Make new friends but keep the old
Friends forever? Gotta work at it. You may have been joined at the hip since childhood or college, but don't fall into the trap of taking longtime friends for granted. Sadly, it's easy to do with the hectic lives we all lead. "I think it's smart to plan not to," says Debra White Smith, a Texas-based speaker, radio personality and author of Friends For Keeps: Building Relationships That Last a Lifetime (Beacon Hill Press, .99). "Ask yourself, 'Who in my life do I value?' Maybe you haven't connected in a while, but you have really fond memories. Set aside one day a month to call or send a card or e-mail." Even if you're a communication-challenged friend (the one who can't stand chatting on the phone after work or hates answering e-mail), you can do better. If your long-winded old bud phones at a time when you can't talk, send a text message back at least acknowledging the call. The author of 44 published nonfiction and Christian fiction books, White Smith offers this advice: "Make a list of what you consider a 'golden friend,' somebody who's a cut above, true blue, all the way there for you. Then live that list in giving to others. You'll find it's reciprocated."
Tap into a higher power
You may not be a regular at anyone's church, synagogue, temple or mosque, but that doesn't mean you aren't longing for a relationship with a power larger than yourself. Jean L. Kristeller, psychology professor and director of the Center for the Study of Health, Religion and Spirituality at Indiana State University, says "spiritual intelligence" seems to be a fundamental part of a person's makeup. ... Regardless of how we understand it, there seems to be in every culture [and] every community a pull toward finding what this means." For those who belong to a defined faith, that might express itself in prayer. For others, perhaps contemplative silence or meditation. Why does a connection with something or someone we can't see matter? "We can identify with a relationship to something outside of ourselves as something to learn from and cultivate experiences of compassion and empathy, and moving out of our own self-preoccupation," Kristeller says."It's very strong, very powerful and very important."

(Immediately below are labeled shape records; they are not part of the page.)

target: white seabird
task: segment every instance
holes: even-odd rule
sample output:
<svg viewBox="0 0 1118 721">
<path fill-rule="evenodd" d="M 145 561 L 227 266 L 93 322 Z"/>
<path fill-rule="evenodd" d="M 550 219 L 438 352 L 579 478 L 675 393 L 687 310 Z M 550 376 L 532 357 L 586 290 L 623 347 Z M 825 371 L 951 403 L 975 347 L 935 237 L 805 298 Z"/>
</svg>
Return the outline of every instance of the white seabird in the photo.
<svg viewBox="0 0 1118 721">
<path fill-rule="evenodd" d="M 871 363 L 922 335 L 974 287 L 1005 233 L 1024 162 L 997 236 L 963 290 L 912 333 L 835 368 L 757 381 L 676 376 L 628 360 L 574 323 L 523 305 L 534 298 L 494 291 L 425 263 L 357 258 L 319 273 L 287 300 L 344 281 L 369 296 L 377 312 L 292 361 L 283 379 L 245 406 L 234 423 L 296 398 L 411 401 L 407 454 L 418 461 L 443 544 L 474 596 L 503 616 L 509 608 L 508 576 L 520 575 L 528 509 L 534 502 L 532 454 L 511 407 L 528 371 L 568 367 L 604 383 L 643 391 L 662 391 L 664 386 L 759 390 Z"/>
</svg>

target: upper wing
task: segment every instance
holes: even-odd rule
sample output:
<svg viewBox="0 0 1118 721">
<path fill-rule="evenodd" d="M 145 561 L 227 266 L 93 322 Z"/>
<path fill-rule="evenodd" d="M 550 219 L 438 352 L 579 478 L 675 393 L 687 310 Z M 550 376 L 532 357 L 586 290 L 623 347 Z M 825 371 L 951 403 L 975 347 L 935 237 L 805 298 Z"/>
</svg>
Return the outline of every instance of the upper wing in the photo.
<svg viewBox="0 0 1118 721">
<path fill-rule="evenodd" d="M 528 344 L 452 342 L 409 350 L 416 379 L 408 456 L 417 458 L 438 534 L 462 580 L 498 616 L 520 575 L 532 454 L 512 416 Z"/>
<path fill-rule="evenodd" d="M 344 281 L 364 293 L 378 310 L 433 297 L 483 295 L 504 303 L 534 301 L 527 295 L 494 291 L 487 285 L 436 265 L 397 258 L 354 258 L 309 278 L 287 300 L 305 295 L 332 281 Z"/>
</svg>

Get real about relationships
Some people spend so much time "interacting" with a computer, cell phone or their car that they seem to have a relationship with these objects. The same is often true with pets. Yes, these tools and furry friends enhance our lives and, at times, fuel our emotions. But these are not real relationships. They can't take you to the emergency room and they won't be at your wake. They cannot sustain you. Incidental relationships -- personal trainer, hairdresser, therapist, banker, colleagues - fill our days and our calendars. But rarely our hearts. A true friend -- an authentic bond -- is a gift. Treasure every one! If circumstances find you temporarily friendless or missing friends far away, make new friends by extending invitations and expanding your circles. All best friends were strangers at some point. Today's acquaintance may be tomorrow's best friend!